- Genre: Nature documentary
- Written by: Paul Reddish
- Narrated by: Alan Ereira
- Composer: Martin Friedel
- Country of origin: United Kingdom
- Original language: English
- No. of series: 1
- No. of episodes: 4

Production
- Executive producer: Michael Rosenberg
- Producers: Mark Jacobs (2 episodes); Paul Reddish (2 episodes);
- Running time: 50 minutes
- Production companies: BBC Natural History Unit WNET/13

Original release
- Network: BBC Two
- Release: 1 December – 22 December 1996

Related
- Land of the Eagle; Land of the Tiger;

= Spirits of the Jaguar =

Spirits of the Jaguar is a BBC nature documentary which aired on BBC Two in 1996. Narrated by Alan Ereira and created by Paul Reddish, the series documents the indigenous civilisations of Latin America and the Caribbean, and the relationship with the animals around them. It was part of the BBC Natural History Unit's Continents block.

==Episodes==
1. The Forging of a New World

This episode talks about the volcanic origins of the Latin American region, and also looks at the evolution of its wildlife.

2. Forests of the Maya

This episode looks at the Maya civilization of southern Mexico and Central America and the animals which featured in their mythology, notably the jaguar.

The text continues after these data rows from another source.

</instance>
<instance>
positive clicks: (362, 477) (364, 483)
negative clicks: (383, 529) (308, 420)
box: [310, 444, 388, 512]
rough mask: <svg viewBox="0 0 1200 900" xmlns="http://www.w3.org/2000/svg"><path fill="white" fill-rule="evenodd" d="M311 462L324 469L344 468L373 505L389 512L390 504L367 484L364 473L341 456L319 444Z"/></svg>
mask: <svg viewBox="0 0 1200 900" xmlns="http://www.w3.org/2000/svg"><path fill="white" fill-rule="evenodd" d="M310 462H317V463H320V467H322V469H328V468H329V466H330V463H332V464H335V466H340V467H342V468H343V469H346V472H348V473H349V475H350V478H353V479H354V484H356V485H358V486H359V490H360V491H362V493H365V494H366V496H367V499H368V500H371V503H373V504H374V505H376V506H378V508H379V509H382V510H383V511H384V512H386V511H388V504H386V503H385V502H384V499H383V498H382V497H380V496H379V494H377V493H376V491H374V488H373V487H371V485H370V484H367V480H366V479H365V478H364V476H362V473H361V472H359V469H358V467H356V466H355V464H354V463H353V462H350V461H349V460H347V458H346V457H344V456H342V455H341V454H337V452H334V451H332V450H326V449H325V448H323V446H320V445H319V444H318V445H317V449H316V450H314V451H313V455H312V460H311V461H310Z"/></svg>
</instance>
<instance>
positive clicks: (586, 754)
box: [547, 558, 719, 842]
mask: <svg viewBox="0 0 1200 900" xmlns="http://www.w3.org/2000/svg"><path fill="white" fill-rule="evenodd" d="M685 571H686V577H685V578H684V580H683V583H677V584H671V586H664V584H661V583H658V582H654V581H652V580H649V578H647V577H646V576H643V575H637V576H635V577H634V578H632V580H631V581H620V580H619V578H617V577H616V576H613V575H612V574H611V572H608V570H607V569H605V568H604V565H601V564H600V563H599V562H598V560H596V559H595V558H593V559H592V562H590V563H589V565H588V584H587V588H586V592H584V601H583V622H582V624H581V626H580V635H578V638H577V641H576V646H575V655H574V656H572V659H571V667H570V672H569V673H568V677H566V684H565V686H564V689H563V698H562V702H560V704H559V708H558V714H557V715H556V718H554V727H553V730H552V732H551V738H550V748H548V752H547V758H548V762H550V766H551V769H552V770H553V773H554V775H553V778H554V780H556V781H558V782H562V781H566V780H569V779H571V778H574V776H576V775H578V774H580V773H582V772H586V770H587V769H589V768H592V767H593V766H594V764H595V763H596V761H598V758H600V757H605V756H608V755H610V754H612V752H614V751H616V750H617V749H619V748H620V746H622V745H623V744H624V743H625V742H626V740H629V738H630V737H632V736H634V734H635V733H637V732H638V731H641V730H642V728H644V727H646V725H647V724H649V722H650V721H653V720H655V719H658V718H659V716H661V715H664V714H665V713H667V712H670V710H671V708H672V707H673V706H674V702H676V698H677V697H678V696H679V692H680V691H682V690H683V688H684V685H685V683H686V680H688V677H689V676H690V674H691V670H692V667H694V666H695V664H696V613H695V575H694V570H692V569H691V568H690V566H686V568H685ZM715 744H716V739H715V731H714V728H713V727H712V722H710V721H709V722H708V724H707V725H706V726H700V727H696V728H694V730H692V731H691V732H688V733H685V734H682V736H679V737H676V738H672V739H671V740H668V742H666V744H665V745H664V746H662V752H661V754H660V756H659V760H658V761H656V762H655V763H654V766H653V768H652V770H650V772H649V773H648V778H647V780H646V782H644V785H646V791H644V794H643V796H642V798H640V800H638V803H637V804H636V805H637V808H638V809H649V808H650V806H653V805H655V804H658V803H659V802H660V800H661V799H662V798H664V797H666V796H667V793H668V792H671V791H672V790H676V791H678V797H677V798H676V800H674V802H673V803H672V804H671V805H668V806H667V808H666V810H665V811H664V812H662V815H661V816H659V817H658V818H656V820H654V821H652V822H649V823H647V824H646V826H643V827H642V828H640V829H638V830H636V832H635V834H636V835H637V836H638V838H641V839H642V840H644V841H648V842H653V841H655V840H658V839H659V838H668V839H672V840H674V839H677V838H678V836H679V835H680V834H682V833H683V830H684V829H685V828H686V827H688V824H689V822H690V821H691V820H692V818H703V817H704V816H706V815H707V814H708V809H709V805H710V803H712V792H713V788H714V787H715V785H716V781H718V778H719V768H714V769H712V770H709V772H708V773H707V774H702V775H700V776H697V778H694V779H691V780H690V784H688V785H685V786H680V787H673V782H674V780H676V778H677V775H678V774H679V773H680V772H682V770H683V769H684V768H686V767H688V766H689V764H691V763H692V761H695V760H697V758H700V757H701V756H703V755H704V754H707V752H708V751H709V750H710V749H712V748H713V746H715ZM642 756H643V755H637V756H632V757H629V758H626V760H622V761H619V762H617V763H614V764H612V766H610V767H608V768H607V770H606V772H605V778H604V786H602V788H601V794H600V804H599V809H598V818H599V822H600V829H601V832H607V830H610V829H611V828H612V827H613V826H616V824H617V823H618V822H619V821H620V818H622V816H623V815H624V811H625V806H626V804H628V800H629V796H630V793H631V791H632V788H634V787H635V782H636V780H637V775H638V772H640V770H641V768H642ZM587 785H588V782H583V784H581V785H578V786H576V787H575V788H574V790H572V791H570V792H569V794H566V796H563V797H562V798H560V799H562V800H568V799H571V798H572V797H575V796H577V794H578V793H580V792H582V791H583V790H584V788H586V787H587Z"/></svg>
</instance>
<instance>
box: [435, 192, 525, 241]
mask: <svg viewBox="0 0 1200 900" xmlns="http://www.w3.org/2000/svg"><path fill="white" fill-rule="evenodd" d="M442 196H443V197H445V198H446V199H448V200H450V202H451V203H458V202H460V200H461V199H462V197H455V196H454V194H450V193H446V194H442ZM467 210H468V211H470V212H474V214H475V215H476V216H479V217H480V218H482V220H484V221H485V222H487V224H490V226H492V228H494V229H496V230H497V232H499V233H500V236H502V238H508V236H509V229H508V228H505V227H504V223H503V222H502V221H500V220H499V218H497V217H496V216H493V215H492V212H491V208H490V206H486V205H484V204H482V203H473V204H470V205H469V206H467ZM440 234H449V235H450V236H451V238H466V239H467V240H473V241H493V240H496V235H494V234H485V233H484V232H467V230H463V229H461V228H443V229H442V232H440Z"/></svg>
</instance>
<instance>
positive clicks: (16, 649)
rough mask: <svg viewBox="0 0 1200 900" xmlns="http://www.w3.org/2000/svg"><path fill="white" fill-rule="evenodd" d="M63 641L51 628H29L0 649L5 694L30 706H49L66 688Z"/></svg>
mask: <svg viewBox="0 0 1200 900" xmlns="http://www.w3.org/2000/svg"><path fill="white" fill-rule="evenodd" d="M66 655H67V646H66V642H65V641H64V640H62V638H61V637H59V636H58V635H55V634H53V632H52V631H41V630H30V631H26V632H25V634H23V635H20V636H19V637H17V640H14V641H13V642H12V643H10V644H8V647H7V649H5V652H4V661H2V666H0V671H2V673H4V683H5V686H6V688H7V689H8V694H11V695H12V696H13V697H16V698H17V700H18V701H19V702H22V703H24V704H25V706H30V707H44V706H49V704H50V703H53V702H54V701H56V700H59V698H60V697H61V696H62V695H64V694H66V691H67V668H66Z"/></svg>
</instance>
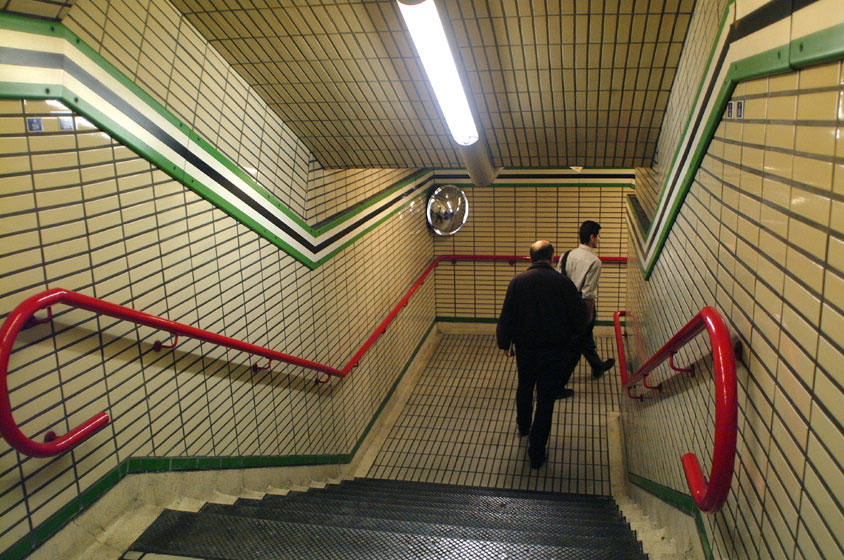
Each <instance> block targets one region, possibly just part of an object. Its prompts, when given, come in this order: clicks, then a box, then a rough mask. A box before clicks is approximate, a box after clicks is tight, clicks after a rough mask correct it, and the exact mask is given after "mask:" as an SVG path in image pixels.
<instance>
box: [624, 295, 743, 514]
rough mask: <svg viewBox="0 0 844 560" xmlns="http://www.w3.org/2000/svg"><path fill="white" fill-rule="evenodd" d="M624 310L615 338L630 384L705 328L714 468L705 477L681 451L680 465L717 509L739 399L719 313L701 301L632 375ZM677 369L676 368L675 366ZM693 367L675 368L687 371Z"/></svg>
mask: <svg viewBox="0 0 844 560" xmlns="http://www.w3.org/2000/svg"><path fill="white" fill-rule="evenodd" d="M625 314H626V312H625V311H616V313H615V315H614V317H615V322H616V323H615V324H616V343H617V344H618V348H619V365H620V369H621V374H622V376H621V383H622V386H623V387H624V388H626V389H627V390H628V394H629V390H630V389H631V388H632V387H633V386H634V385H636V384H637V383H638V382H639V381H644V379H645V378H646V377H647V376H648V374H649V373H650V372H651V371H653V370H654V369H655V368H656V367H657V366H659V364H661V363H662V362H664V361H665V360H670V359H671V357H672V356H673V355H674V353H675V352H676V351H677V350H678V349H680V348H681V347H682V346H684V345H685V344H686V343H688V342H689V341H690V340H692V339H693V338H694V337H695V336H696V335H697V334H698V333H700V332H701V331H703V330H704V329H706V331H707V332H708V333H709V342H710V346H711V348H712V363H713V370H714V372H713V378H714V381H715V441H714V445H713V451H712V468H711V469H710V471H709V483H708V484H707V482H706V478H705V477H704V475H703V472H702V470H701V467H700V461H698V458H697V456H695V454H694V453H686V454H685V455H683V457H682V464H683V471H684V473H685V475H686V482H687V484H688V485H689V490H690V491H691V494H692V498H693V499H694V501H695V504H697V507H698V508H700V510H701V511H702V512H704V513H714V512H716V511H718V510H720V509H721V506H723V505H724V502H725V501H726V500H727V494H728V493H729V491H730V484H731V483H732V479H733V470H734V466H735V458H736V437H737V431H738V426H737V419H738V401H737V397H736V393H737V384H736V364H735V355H734V354H733V346H732V341H731V340H730V330H729V328H728V327H727V324H726V323H725V322H724V319H723V318H721V315H719V314H718V312H717V311H716V310H715V309H714V308H712V307H708V306H707V307H704V308H703V309H701V310H700V313H698V314H697V315H695V316H694V317H693V318H692V319H691V320H690V321H689V322H688V323H686V325H685V326H683V328H681V329H680V330H679V331H678V332H677V334H675V335H674V336H673V337H671V340H669V341H668V342H666V343H665V344H664V345H663V347H662V348H660V349H659V350H658V351H657V352H656V353H655V354H654V355H653V356H651V358H650V359H649V360H648V361H647V362H645V364H644V365H643V366H642V367H641V368H639V370H638V371H637V372H636V373H635V374H634V375H633V376H631V377H630V378H627V377H626V376H627V371H626V368H625V365H624V358H623V354H624V347H623V345H622V340H621V328H620V326H619V323H618V317H619V316H620V315H625ZM675 369H676V368H675ZM691 369H692V368H688V369H686V370H677V371H690V370H691Z"/></svg>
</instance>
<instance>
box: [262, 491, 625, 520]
mask: <svg viewBox="0 0 844 560" xmlns="http://www.w3.org/2000/svg"><path fill="white" fill-rule="evenodd" d="M262 501H263V502H264V503H266V504H267V505H282V504H285V503H287V504H294V503H303V502H309V503H313V504H324V505H326V506H328V507H334V506H339V505H343V504H346V503H351V504H356V505H359V506H364V505H365V506H366V507H373V508H384V509H390V508H392V509H397V510H405V509H407V510H413V511H421V510H423V509H428V510H435V511H442V510H443V509H447V508H446V507H445V506H444V504H442V503H430V502H426V501H422V500H404V499H400V498H396V497H381V496H371V495H364V496H332V495H329V494H325V493H310V492H308V493H300V494H295V495H294V494H288V495H287V496H267V497H266V498H265V499H264V500H262ZM458 505H460V504H458ZM463 505H465V506H466V507H467V508H471V507H476V508H477V509H478V510H483V511H489V512H496V513H502V514H510V515H515V516H520V515H522V516H523V515H529V516H531V517H536V516H543V517H545V516H560V517H563V516H571V515H577V517H578V518H579V519H581V520H584V521H585V520H593V519H594V520H600V521H604V520H607V519H608V518H609V519H612V518H613V517H614V516H617V515H618V514H619V512H618V510H610V511H607V510H603V511H602V510H597V511H596V510H591V509H585V510H580V509H560V508H549V507H547V506H545V505H544V504H535V503H531V502H529V501H519V502H508V501H506V500H495V499H490V500H488V501H484V500H474V501H468V500H467V502H466V503H465V504H463ZM463 505H461V507H462V506H463Z"/></svg>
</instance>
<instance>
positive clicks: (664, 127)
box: [636, 0, 729, 218]
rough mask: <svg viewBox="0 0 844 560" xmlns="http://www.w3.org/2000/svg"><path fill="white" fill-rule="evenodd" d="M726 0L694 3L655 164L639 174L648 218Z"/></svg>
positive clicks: (679, 137) (660, 188)
mask: <svg viewBox="0 0 844 560" xmlns="http://www.w3.org/2000/svg"><path fill="white" fill-rule="evenodd" d="M727 4H729V1H728V0H708V1H706V2H697V3H696V5H695V10H694V15H693V16H692V20H691V23H690V24H689V29H688V31H687V32H686V41H685V44H684V45H683V56H682V58H681V59H680V63H679V64H678V66H677V74H676V76H675V77H674V83H673V87H672V90H671V96H670V97H669V99H668V105H667V107H666V109H665V118H664V119H663V121H662V128H661V129H660V131H659V141H658V142H657V145H656V154H655V155H654V162H653V167H652V168H642V169H640V170H639V173H638V176H637V177H636V197H637V198H638V200H639V202H640V203H641V205H642V208H643V209H644V210H645V213H646V214H647V216H648V217H649V218H653V215H654V213H655V212H656V207H657V204H658V203H659V196H660V194H661V189H662V187H663V184H664V183H665V180H666V178H667V177H668V173H669V172H670V171H671V164H672V161H673V159H674V156H675V154H676V151H677V146H679V144H680V141H681V140H682V136H683V134H684V132H685V130H686V125H687V123H688V120H689V118H690V115H691V111H692V108H693V107H694V103H695V101H696V99H697V96H698V91H699V89H700V81H701V78H702V77H703V72H704V71H705V70H706V67H707V62H708V60H709V57H710V54H711V52H712V41H713V40H714V37H715V36H716V34H717V32H718V26H719V24H720V23H721V21H722V19H723V16H724V8H725V7H726V6H727ZM701 95H703V93H701ZM643 175H644V176H646V177H647V179H645V177H643ZM643 179H644V180H643Z"/></svg>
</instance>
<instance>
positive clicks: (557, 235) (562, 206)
mask: <svg viewBox="0 0 844 560" xmlns="http://www.w3.org/2000/svg"><path fill="white" fill-rule="evenodd" d="M464 191H465V192H466V196H467V198H468V200H469V215H470V219H469V221H468V222H467V223H466V225H465V226H464V227H463V229H461V230H460V231H459V232H457V234H456V235H454V236H450V237H435V238H434V250H435V251H436V254H438V255H449V254H474V255H517V256H528V252H529V249H530V245H531V243H533V242H534V241H536V240H537V239H547V240H549V241H550V242H551V243H552V244H553V245H554V249H555V254H556V255H562V254H563V253H565V252H566V251H567V250H569V249H574V248H575V247H577V244H578V243H579V241H578V230H579V228H580V224H581V223H582V222H583V221H584V220H595V221H597V222H599V223H600V224H601V245H600V247H599V249H598V250H597V254H598V255H599V256H604V257H619V256H627V237H626V233H625V232H626V229H625V225H624V224H625V219H624V197H625V195H626V194H627V193H630V192H632V191H633V189H631V188H630V187H626V186H617V187H608V186H588V185H565V186H559V187H550V186H536V187H534V186H518V187H508V186H496V185H495V184H493V185H492V186H491V187H486V188H477V187H475V188H465V189H464ZM527 267H528V263H527V262H517V263H516V264H515V266H513V265H511V264H509V263H508V262H507V261H496V262H490V261H486V262H471V261H466V262H461V261H458V262H457V263H455V264H451V263H450V262H443V263H441V264H440V265H439V266H438V267H437V271H436V278H437V316H439V317H449V318H462V319H497V318H498V314H499V313H500V312H501V305H502V303H503V302H504V294H505V293H506V292H507V286H508V284H509V283H510V280H511V279H512V278H513V275H514V274H515V273H516V272H519V271H522V270H525V269H526V268H527ZM625 270H626V269H625V265H624V264H623V263H604V264H603V267H602V269H601V282H600V285H599V287H598V320H599V321H611V320H612V314H613V312H614V311H615V310H616V309H619V308H620V306H621V305H622V304H623V302H624V301H625V298H626V294H625V290H626V287H627V280H626V271H625Z"/></svg>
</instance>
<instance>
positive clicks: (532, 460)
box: [530, 452, 548, 469]
mask: <svg viewBox="0 0 844 560" xmlns="http://www.w3.org/2000/svg"><path fill="white" fill-rule="evenodd" d="M547 460H548V455H546V454H545V453H544V452H543V453H542V457H531V458H530V468H532V469H538V468H539V467H541V466H542V465H544V464H545V461H547Z"/></svg>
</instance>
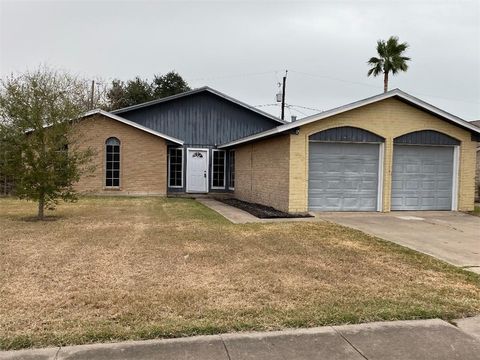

3. Hunters of the Caribbean Sea

The penultimate episode looks at the Taino, who immigrated to the Caribbean 2000 years ago, the marine animals which provided food for the indigenous people, and ultimately, how they met their end when Christoper Columbus arrived in the region in 1492.

4. The Fifth World of the Aztecs

The final episode documents the rise and fall of the Aztecs, a powerful indigenous civilization which dominated northern Mexico, and the animals which inspired their mythology.